Question

An excess of liquid mercury is added to an acidified solution of $1.0\, \times \,{10^{ - 3}}M\,F{e^{3 + }}$. It is found that 5% of $F{e^{3 + }}$remains at equilibrium at 25°C. Calculate $E_{Hg_2^{2 + }/Hg}^o$ assuming that the only reaction that occurs is
$2Hg + 2F{e^{3 + }}\, \to \,Hg_2^{2 + } + 2F{e^{2 + }}$
(Given, ${E_{F{e^{3 + }}/F{e^{2 + }}}}$= 0.77 volt).

Answer 1

Hint: Since we know that Nernst equation is: ${E_{cell}}\, = \,E_{cell}^0\, - \,\dfrac{{0.059}}{n}\log Q$ and at equilibrium, ${E_{cell}}$ =0, so the final equation becomes $E_{cell}^0\, = \,\dfrac{{0.059}}{n}\log Q$ and then with the value of $E_{cell}^0$ we can calculate $E_{Hg_2^{2 + }/Hg}^o$ by using the formula $E_{cell}^0\, = \,E_{cathode}^0 - E_{anode}^0$ .

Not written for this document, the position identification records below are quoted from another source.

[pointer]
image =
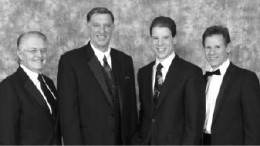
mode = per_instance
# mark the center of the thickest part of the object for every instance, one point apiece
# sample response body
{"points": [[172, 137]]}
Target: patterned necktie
{"points": [[109, 77], [158, 83], [216, 72], [49, 96]]}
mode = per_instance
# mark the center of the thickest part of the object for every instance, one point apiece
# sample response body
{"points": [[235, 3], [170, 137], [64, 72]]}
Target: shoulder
{"points": [[74, 53], [11, 80], [245, 73], [146, 68], [187, 66], [120, 54]]}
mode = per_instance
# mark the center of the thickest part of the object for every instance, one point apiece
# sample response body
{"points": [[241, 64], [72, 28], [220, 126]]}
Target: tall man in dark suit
{"points": [[171, 93], [28, 107], [97, 88], [232, 95]]}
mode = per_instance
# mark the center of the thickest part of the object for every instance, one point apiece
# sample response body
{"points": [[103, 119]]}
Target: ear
{"points": [[19, 54], [174, 40], [228, 48]]}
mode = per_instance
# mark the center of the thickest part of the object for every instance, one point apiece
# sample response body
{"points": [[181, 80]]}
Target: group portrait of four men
{"points": [[95, 101]]}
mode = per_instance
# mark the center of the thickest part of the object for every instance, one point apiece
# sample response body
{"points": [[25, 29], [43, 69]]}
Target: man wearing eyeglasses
{"points": [[28, 107]]}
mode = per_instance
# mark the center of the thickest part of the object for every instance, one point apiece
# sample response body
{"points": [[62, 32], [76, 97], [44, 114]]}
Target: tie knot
{"points": [[40, 78], [216, 72], [159, 67], [105, 60]]}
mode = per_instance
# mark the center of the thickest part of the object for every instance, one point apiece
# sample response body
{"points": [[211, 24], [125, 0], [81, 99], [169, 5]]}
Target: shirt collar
{"points": [[100, 54], [32, 75], [223, 67], [166, 62]]}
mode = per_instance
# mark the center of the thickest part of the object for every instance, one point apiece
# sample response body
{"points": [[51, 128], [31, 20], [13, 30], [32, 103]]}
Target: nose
{"points": [[102, 29], [160, 42], [211, 51], [39, 53]]}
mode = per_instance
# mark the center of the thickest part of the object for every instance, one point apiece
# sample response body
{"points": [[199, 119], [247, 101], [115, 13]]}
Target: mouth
{"points": [[160, 49], [101, 36]]}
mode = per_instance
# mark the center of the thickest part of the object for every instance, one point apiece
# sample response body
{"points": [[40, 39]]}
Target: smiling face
{"points": [[101, 28], [216, 50], [162, 42], [32, 53]]}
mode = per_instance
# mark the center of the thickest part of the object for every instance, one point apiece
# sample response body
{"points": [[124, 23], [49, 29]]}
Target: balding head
{"points": [[32, 50]]}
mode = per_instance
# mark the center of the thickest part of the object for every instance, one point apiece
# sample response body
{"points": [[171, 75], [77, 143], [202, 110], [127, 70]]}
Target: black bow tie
{"points": [[216, 72]]}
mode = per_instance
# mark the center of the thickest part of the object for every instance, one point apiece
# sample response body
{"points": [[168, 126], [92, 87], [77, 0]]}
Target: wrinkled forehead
{"points": [[32, 41]]}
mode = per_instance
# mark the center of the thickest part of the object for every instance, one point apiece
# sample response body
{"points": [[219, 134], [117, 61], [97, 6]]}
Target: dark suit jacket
{"points": [[180, 113], [86, 106], [236, 118], [24, 116]]}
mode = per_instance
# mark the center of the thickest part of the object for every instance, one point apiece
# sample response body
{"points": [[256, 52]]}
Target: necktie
{"points": [[46, 91], [216, 72], [158, 83], [109, 77]]}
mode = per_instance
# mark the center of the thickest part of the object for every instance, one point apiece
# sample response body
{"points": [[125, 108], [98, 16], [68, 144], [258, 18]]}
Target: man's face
{"points": [[101, 28], [32, 53], [163, 42], [215, 50]]}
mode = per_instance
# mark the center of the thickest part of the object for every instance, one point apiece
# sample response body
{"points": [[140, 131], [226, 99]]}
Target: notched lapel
{"points": [[35, 93], [118, 74], [96, 68], [170, 81]]}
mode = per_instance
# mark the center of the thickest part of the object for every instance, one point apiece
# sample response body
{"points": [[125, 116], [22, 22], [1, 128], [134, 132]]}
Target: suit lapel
{"points": [[33, 91], [118, 75], [227, 80], [96, 69], [170, 81]]}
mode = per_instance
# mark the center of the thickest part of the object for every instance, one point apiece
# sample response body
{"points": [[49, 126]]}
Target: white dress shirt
{"points": [[34, 78], [100, 55], [212, 90], [166, 63]]}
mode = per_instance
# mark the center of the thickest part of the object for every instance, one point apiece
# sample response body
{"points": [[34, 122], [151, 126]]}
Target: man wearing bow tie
{"points": [[28, 99], [232, 95], [171, 93]]}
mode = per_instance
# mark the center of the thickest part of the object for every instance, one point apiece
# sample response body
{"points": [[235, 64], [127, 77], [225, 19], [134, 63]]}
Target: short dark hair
{"points": [[216, 30], [99, 10], [162, 21], [25, 35]]}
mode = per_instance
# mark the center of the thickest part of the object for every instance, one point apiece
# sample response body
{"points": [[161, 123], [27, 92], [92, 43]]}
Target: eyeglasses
{"points": [[35, 50]]}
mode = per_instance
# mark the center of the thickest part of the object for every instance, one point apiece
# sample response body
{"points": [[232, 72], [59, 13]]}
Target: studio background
{"points": [[64, 23]]}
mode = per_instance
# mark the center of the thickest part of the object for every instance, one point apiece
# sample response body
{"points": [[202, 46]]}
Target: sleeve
{"points": [[251, 109], [131, 93], [9, 115], [194, 108], [68, 103]]}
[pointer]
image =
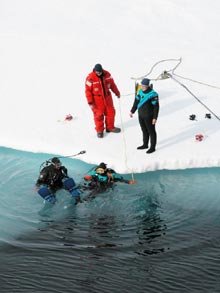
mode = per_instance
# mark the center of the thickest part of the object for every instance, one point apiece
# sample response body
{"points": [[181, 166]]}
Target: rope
{"points": [[124, 141], [161, 61], [185, 87]]}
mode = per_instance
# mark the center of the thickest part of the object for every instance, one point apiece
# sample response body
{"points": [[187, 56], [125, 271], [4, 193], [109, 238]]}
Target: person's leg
{"points": [[143, 125]]}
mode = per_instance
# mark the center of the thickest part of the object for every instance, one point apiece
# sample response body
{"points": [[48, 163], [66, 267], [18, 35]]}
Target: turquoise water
{"points": [[160, 235]]}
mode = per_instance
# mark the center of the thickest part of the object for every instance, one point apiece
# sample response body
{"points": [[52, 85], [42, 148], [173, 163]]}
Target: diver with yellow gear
{"points": [[102, 178]]}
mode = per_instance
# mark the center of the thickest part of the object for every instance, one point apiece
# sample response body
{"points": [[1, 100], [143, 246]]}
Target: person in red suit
{"points": [[98, 87]]}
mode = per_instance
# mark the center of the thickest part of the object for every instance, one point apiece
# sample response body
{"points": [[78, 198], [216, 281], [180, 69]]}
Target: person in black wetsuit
{"points": [[100, 179], [54, 177], [147, 103]]}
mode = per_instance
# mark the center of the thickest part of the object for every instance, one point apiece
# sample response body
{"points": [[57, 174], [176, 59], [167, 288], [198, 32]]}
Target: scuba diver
{"points": [[100, 179], [53, 176]]}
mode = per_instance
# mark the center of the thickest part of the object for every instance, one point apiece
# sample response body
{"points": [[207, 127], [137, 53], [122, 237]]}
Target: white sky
{"points": [[47, 48]]}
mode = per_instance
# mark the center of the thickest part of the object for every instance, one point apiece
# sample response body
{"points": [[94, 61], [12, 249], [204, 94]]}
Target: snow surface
{"points": [[47, 48]]}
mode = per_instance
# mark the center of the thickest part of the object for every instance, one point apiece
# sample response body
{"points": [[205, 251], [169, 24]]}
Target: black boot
{"points": [[142, 147], [151, 150]]}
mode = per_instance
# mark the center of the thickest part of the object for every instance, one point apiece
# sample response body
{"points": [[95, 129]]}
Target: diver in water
{"points": [[53, 177], [100, 179]]}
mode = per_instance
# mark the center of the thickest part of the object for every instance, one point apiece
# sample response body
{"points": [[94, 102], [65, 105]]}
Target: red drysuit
{"points": [[97, 90]]}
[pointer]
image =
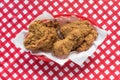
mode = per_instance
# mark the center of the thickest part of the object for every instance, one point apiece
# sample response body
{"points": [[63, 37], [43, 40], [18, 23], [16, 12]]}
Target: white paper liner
{"points": [[74, 56]]}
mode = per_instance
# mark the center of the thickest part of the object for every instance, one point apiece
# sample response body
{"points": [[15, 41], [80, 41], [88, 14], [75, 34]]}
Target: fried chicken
{"points": [[40, 37], [60, 37]]}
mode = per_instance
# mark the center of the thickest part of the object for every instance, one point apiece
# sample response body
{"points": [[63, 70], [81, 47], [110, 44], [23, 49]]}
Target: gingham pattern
{"points": [[16, 65]]}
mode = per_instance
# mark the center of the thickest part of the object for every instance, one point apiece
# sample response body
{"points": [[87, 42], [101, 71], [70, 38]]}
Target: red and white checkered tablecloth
{"points": [[17, 65]]}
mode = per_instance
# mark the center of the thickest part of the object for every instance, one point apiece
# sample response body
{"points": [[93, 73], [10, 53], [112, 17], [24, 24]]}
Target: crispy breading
{"points": [[40, 37]]}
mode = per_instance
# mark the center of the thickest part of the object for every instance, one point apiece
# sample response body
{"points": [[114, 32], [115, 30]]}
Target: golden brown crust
{"points": [[40, 37], [78, 35]]}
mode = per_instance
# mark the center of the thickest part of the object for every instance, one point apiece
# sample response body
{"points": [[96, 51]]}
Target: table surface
{"points": [[17, 65]]}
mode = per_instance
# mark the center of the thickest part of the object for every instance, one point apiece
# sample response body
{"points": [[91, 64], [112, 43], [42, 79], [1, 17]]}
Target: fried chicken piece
{"points": [[90, 33], [62, 48], [40, 37]]}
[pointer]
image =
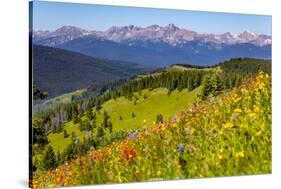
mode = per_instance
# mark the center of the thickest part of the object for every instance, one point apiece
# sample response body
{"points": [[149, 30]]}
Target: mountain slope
{"points": [[226, 136], [161, 54], [59, 71], [156, 45]]}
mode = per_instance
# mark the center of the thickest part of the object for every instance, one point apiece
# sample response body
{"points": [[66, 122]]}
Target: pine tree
{"points": [[49, 159], [105, 119]]}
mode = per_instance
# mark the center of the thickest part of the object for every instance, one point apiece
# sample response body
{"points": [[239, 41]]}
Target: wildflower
{"points": [[237, 110], [240, 154], [256, 109], [133, 135], [258, 134], [132, 153], [180, 148], [158, 173], [228, 125], [221, 157], [251, 115]]}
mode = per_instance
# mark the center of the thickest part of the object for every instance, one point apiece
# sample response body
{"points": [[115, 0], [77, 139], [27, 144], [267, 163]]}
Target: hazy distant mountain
{"points": [[156, 45], [170, 34], [58, 71]]}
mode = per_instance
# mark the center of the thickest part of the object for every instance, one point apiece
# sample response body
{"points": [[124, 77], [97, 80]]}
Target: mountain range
{"points": [[157, 45]]}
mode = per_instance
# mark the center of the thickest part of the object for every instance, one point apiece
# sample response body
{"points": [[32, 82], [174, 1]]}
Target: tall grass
{"points": [[224, 136]]}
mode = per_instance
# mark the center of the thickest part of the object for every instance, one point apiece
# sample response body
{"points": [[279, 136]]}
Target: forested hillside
{"points": [[60, 71], [229, 134]]}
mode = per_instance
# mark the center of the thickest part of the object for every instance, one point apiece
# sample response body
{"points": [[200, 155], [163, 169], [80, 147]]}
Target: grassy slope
{"points": [[145, 110], [226, 135]]}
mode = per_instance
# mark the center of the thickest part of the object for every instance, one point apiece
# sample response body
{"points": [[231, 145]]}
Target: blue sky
{"points": [[52, 15]]}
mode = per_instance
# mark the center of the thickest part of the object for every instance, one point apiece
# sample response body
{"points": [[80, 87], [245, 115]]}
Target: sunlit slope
{"points": [[222, 136]]}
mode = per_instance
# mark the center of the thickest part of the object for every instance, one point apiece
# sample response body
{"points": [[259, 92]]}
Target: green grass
{"points": [[227, 135], [146, 110], [65, 98], [58, 142]]}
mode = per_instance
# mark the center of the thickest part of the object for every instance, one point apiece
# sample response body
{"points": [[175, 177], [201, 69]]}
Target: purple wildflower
{"points": [[180, 148], [133, 135]]}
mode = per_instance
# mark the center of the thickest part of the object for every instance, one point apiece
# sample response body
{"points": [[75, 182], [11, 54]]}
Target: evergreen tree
{"points": [[49, 158], [90, 114], [105, 119]]}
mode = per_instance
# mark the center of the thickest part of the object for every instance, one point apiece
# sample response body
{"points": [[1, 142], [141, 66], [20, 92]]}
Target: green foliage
{"points": [[65, 134], [159, 118], [226, 136], [133, 115], [49, 159]]}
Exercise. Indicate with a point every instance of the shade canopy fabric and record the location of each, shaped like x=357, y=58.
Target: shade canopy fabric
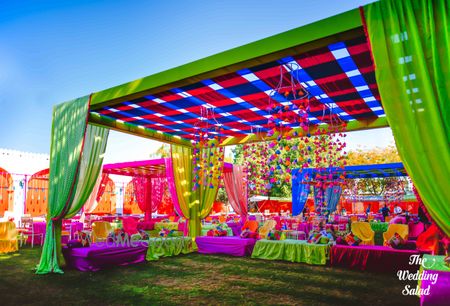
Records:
x=301, y=178
x=339, y=76
x=410, y=45
x=145, y=168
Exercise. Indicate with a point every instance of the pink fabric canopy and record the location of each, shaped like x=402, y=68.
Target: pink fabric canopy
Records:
x=236, y=189
x=149, y=192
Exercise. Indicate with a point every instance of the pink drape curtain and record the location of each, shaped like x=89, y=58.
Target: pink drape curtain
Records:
x=143, y=193
x=102, y=187
x=159, y=185
x=236, y=189
x=172, y=188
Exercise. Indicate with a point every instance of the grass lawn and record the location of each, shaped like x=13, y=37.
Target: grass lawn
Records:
x=197, y=279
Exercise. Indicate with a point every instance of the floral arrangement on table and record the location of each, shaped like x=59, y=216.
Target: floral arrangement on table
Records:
x=276, y=235
x=165, y=233
x=396, y=242
x=84, y=240
x=321, y=237
x=349, y=239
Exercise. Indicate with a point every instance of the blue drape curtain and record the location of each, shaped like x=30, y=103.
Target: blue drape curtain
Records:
x=300, y=191
x=332, y=196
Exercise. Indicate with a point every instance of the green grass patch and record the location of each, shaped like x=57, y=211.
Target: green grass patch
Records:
x=196, y=279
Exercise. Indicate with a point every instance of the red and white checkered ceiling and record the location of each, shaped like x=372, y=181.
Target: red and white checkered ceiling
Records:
x=340, y=79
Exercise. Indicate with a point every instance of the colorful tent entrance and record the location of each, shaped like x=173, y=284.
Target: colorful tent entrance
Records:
x=333, y=60
x=148, y=190
x=301, y=179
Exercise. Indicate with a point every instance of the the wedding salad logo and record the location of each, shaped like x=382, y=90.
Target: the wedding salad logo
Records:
x=407, y=275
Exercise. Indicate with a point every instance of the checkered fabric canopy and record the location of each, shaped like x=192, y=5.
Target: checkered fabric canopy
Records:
x=365, y=171
x=340, y=79
x=144, y=168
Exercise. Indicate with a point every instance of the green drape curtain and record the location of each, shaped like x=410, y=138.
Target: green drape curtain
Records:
x=195, y=205
x=76, y=156
x=410, y=42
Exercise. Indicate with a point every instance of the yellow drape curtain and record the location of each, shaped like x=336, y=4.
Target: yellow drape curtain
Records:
x=195, y=205
x=8, y=237
x=363, y=231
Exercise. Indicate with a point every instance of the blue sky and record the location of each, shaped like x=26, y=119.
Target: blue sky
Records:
x=53, y=51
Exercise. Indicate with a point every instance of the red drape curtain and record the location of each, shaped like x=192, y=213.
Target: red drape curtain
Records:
x=236, y=189
x=149, y=193
x=159, y=185
x=143, y=192
x=102, y=187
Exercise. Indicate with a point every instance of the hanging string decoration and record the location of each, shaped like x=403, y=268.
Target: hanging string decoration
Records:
x=208, y=136
x=288, y=107
x=255, y=168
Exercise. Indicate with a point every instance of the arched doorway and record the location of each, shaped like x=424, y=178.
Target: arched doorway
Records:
x=107, y=202
x=37, y=194
x=6, y=191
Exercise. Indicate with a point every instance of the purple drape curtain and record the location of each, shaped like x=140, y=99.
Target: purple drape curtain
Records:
x=143, y=193
x=102, y=188
x=158, y=186
x=236, y=189
x=172, y=188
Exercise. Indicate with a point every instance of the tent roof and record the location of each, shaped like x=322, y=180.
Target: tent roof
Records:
x=364, y=171
x=335, y=68
x=147, y=168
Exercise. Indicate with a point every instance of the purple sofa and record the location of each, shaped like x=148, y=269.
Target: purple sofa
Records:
x=103, y=255
x=372, y=258
x=235, y=246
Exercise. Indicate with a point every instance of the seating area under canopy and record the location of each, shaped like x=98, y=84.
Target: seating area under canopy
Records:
x=367, y=68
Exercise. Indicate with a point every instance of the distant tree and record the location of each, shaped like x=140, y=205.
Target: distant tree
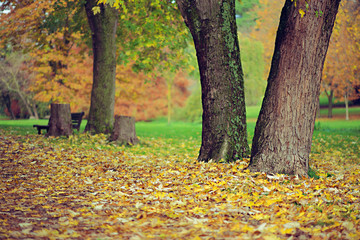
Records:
x=253, y=63
x=14, y=82
x=267, y=21
x=213, y=28
x=284, y=129
x=341, y=70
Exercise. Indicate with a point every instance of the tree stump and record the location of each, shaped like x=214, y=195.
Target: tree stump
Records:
x=60, y=120
x=124, y=131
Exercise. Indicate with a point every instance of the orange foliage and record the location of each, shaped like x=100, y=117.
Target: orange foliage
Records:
x=268, y=13
x=341, y=70
x=144, y=98
x=62, y=65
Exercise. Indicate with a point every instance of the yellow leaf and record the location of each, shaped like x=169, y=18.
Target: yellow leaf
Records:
x=302, y=13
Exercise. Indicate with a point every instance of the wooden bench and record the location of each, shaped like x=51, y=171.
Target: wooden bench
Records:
x=76, y=119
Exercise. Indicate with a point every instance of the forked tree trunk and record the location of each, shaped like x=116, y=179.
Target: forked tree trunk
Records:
x=103, y=28
x=60, y=120
x=283, y=133
x=213, y=28
x=124, y=131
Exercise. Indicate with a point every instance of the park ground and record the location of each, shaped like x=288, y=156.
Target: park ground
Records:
x=84, y=187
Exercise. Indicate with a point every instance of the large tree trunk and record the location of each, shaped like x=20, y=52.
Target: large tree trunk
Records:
x=213, y=28
x=103, y=28
x=60, y=120
x=283, y=133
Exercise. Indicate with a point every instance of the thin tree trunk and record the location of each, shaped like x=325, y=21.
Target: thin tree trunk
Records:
x=213, y=28
x=330, y=105
x=346, y=107
x=103, y=28
x=283, y=133
x=7, y=100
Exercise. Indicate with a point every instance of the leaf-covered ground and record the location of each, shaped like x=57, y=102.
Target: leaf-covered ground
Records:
x=84, y=188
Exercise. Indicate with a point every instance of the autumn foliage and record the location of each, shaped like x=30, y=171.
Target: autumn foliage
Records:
x=56, y=36
x=82, y=187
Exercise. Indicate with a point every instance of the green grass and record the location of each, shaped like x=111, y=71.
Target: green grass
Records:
x=185, y=138
x=340, y=111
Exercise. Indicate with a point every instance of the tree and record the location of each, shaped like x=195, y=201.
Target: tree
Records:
x=15, y=80
x=341, y=65
x=284, y=129
x=52, y=33
x=213, y=28
x=103, y=27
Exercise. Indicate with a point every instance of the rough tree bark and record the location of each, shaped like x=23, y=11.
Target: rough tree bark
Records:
x=60, y=120
x=124, y=131
x=103, y=28
x=283, y=133
x=213, y=28
x=330, y=97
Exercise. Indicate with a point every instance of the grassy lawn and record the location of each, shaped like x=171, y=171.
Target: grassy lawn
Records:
x=84, y=187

Complete step-by-step answer:
Firstly, let us understand about the Nernst equation.
The redox reactions that are reversible in nature can be expressed in the 'Nernst equation', which helps in the determination of the concentrations of the reduced and oxidized elements at the equilibrium.
Now writing down the reaction which takes place between $F{e^{3 + }}$ions and $Hg$:
$2F{e^{3 + }} + \,2Hg\,\, \to \,\,2F{e^{2 + }} + \,Hg_2^{2 + }$
Now at time t=0,
$F{e^{3 + }}$ ions concentration originally : $1.0 \times {10^{ - 3}}\,M$
At equilibrium, at 25°C:
$F{e^{3 + }}$ ions concentration: 5% of the original concentration.
$\Rightarrow \,\dfrac{5}{{100}} \times {10^{ - 3\,}}\, = \,5 \times {10^{ - 5}}\,M$
Now let us find the concentration of $F{e^{2 + }}$ ions which are converted from $F{e^{3 + }}$ions :
$\left[ {F{e^{2 + }}} \right] = {\left[ {F{e^{3 + }}} \right]_{initial}} + {\left[ {F{e^{3 + }}} \right]_{equilibrium}}$
i.e. we can find the concentration of $F{e^{2 + }}$ions by calculating the difference between the initial and the equilibrium concentration of $F{e^{3 + }}$ions.
$\Rightarrow (1.0 \times {10^{ - 3}})\, - \,(5 \times {10^{ - 5}})\, = \,0.95 \times {10^{ - 3}}$
Similarly the concentration of $Hg_2^{2 + }$ ions at equilibrium = $\dfrac{{0.95 \times {{10}^{ - 3}}}}{2} = 0.475 \times {10^{ - 3}}M$
Now as we know, At equilibrium ${E_{cell}}$ = 0
So Nernst equation is: $\,E_{cell}^0\, = \,\dfrac{{0.059}}{n}\log \dfrac{{\left[ {Hg_2^{2 + }} \right]\,{{\left[ {F{e^{2 + }}} \right]}^{2 + }}}}{{{{\left[ {F{e^{3 + }}} \right]}^2}}}$
So putting concentration values and n=2, we get:
$\,E_{cell}^0\, = \,\dfrac{{0.059}}{2}\log \dfrac{{\left[ {0.475 \times {{10}^{ - 3}}} \right]\,{{\left[ {0.95 \times {{10}^{ - 3}}} \right]}^{2 + }}}}{{{{\left[ {5 \times {{10}^{ - 5}}} \right]}^2}}}$
On solving further, we get: $E_{cell}^0$ = -0.0276 V
Since $E_{cell}^0$is nothing but the difference of reduction potential between cathode and anode.
Mathematically: $E_{cell}^o = E_{cathode}^0\, - \,E_{anode}^0$
Or, $E_{cell}^0$= $E_{F{e^{3 + }}/F{e^{2 + }}}^0 - E_{Hg_2^{2 + }/Hg}^0$
Also it is given to us in the question that ${E_{F{e^{3 + }}/F{e^{2 + }}}}$= 0.77 volt
So we have, -0.0276=0.77-$E_{Hg_2^{2 + }/Hg}^0$
$\Rightarrow$ $E_{Hg_2^{2 + }/Hg}^0$= 0.7976 V

Note: There are many applications of the Nernst equation one of which is in calculating ion concentration. It is also used to calculate the potential of an ion across a membrane. Moreover the equation can also be used to determine the pH value.